Research Projects:
- Shock to Detonation Transition in Multi-Dimensional Homogeneous Explosives:
- Multi-Scale Lagrangian Method for Energetic Materials:
Impact sensitivity of condensed phase explosives is a critical design parameter as replacements for existing explosive materials are sought. Numerical proceedures are developed and validated for existing explosive materials in two explosive families: benzene-/nitrate-based explosives pentaerythritol trinitrate (PETN) and triaminotrinitrobenzene (TATB) and nitroamine-based explosives hexanitrohexaazaisowurtzitane (CL-20) and octagen (HMX). These studies reveal a collapse in impact sensitivities for each family of explosives when the pressure is scaled based on theoretical and/or experimentally available proprties. This scaling allows the predicition of impact sensitivity for novel explosives that are in the same families. Studies of the transition process in 2D and 3D reveal that the transient heat release drives the transition process. The increased heat release in the 3D simulations changes the transient process of the transition by reducing the run-up distance and increasing the pressure sensitivity of the run-up distance while the final, steady-state detonation properties remain unchanged. Therefore, 2D simulations are sufficient for studying many processes including the impact sensitivity which allows rapid prototyping.

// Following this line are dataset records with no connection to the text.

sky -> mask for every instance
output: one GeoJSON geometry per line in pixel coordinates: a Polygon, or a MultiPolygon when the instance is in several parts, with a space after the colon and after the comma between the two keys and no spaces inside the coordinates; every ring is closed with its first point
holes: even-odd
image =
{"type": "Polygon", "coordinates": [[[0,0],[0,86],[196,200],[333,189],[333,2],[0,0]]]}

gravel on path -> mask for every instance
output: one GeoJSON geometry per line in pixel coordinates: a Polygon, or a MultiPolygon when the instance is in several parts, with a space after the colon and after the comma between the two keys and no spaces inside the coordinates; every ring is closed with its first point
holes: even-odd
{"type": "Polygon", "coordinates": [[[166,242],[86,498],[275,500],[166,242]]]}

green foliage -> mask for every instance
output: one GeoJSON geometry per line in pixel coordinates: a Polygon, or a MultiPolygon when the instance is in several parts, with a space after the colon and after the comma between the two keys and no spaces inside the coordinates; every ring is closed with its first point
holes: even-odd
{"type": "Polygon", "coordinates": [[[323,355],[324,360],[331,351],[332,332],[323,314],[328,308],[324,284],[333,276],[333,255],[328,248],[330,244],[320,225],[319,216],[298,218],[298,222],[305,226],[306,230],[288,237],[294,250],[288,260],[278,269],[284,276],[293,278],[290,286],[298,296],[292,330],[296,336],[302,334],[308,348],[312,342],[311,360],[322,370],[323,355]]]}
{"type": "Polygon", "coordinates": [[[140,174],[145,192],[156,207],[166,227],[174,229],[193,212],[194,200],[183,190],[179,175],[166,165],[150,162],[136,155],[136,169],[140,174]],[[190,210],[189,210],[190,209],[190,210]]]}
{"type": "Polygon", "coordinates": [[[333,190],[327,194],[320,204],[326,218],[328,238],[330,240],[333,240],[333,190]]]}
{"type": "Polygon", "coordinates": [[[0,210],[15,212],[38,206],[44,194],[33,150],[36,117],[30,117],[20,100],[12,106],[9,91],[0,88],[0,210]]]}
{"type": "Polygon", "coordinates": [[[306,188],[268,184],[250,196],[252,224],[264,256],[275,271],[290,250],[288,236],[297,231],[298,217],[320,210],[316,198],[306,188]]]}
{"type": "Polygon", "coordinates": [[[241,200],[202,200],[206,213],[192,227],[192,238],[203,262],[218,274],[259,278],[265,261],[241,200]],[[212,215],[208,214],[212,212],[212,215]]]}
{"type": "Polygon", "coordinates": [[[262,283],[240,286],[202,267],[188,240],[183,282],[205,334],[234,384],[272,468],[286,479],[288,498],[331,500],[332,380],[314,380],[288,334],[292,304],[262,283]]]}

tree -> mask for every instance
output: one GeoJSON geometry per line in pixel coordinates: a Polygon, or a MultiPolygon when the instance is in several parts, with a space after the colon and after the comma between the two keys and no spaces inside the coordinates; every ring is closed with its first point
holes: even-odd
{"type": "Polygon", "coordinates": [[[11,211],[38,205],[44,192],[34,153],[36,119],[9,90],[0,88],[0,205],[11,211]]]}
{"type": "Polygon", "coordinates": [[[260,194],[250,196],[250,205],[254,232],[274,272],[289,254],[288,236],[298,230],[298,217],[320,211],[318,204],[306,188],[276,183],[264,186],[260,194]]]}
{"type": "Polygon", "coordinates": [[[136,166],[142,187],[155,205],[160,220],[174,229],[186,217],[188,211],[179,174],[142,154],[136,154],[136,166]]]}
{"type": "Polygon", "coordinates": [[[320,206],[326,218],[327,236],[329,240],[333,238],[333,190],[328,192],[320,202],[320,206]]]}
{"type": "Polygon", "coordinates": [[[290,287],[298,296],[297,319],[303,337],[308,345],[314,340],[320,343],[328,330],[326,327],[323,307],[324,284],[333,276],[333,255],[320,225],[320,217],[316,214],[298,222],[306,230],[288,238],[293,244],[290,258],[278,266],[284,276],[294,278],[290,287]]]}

A structured Lagrangian model originally developed for the investigation of erosion and corrosion in industrial applications is extended to simulate applications of energetic materials. The proposed model is part of a system of tools used to bridge the multiple spatio-temporal scales from molecular through macro-scale. Two different applications of energetic materials are investigated: first, the surface burning and regression of Ammonium Percholorate/Hydroxl-terminated polybutdiene rocket fuel with and without titanium dioxide nanoparticles is shown to match existing experiments and models; second, the low-speed impact of the nano-scale material interface in an Octagen-Estane plastic-bound explosive is shown to generate high temperatures along the interface consistent with both quantum molecular dynamics and cohesive finite element simulations.